座席背面に隠されていた護身用の銃――MP5短機関銃を取り出して乱暴にドアを開けると、車外に飛び出した。
「うぉぉぉぉぉぉ!」
男が出てきたと知るや否や、餌を求めて餓鬼の群れが殺到した。彼は肉薄する群れの先頭目掛けて、無我夢中で銃を乱射する。
「クソ、クソ、クソ――!」
物資輸送の都合上、対人戦闘は想定されていたが、対魔獣戦闘は想定されていなかった。短機関銃が吐き出す九ミリ弾では、最も低級な魔獣である餓鬼にすら歯が立たない。
とはいえ、続けざまに銃弾を撃たれれば、さすがに餓鬼も怯む。しかし足止めはできても、息の根を止めるには至らない。
「なんでこんな目に遭うんだ!? 俺は葬魔士じゃないんだぞ!? 俺は……!」
カチン、と弾切れを告げる空撃ち音が無情に鳴った。
「あ、あ、あ」
男の顔が絶望に歪む。撃たれて怯んでいた餓鬼も銃撃が止んだと知ってほくそ笑んだ。
「畜生っ!」
銃を投げ捨てて逃げ出す男。彼の背を追って走る餓鬼。その距離は徐々に狭まっていく。
「あれは――!」
生存を諦めかけた彼の目に入ったのは、わずかに瘴気が薄まった箇所から光の差す光景だった。
雲間から放射状に光が差し込み、空から地上へ続く光の帯が見える現象を、エンジェルラダーと呼ぶが、まさしくそれに酷似していた。
低級な魔獣である餓鬼は、瘴気から離れて活動することはできない。瘴気の霧が薄い箇所、そこが唯一の脱出経路であることを彼は知っていた。
幸いなことに瘴気濃度はそこまで高くない。地面を覆う下草が枯れても、木々はまだ青々と茂っている。陽の光が輝く方向へ男は懸命に走った。

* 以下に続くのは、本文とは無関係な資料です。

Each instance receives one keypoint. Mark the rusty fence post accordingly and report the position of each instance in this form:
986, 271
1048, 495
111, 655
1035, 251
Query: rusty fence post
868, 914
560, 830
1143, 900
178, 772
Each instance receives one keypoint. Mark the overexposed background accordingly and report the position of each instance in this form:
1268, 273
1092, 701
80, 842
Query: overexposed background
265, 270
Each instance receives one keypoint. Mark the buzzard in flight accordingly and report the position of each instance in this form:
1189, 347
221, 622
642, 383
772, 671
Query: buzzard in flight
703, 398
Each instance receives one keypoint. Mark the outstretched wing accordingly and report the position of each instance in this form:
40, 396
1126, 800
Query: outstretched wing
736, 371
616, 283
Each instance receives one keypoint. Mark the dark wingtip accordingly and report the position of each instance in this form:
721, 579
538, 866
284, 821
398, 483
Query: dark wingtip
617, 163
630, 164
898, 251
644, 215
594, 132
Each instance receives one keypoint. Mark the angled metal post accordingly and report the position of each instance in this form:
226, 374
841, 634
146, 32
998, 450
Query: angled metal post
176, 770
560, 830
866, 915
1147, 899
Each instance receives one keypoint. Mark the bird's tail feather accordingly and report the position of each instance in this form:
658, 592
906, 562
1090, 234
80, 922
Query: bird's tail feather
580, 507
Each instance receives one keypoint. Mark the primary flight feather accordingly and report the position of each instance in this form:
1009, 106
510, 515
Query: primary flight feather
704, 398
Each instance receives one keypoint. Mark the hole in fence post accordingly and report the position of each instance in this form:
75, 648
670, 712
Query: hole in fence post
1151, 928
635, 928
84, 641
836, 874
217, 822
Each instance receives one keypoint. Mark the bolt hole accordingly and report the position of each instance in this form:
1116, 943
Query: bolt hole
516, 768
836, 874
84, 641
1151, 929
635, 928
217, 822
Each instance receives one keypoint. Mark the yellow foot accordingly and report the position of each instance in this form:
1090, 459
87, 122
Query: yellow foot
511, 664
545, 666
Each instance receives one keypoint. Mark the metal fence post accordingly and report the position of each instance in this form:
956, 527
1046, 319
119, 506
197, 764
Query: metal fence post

逃げ切れる、と男が思った瞬間、右側面から巨大な犬の姿をした魔獣が突然現れ、彼の右脚に噛みついた。霧に潜む獣もまた、獲物がそちらに逃げることを知っていたのだ。
「ぐああああああ!」
その魔獣は男を咥えたまま、力任せに頭を振り回し、餓鬼の群れの中心目掛けて放り投げた。そうして男の体が路面に落下した途端、餓鬼たちは男に群がった。それはまるで池の鯉にパンくずを投げ込んだような騒々しさだった。
「痛ぇぇぇぇ! 痛ぇ! やめろ! おrを、食うんじゃ、ぁ、っ――」
競うようにありつく餓鬼の群れ。癒えぬ渇きを潤すように。満たせぬ飢えを満たすように。血肉を貪り食い尽くす。一人の男が骸に変わるまでそう時間はかからなかった。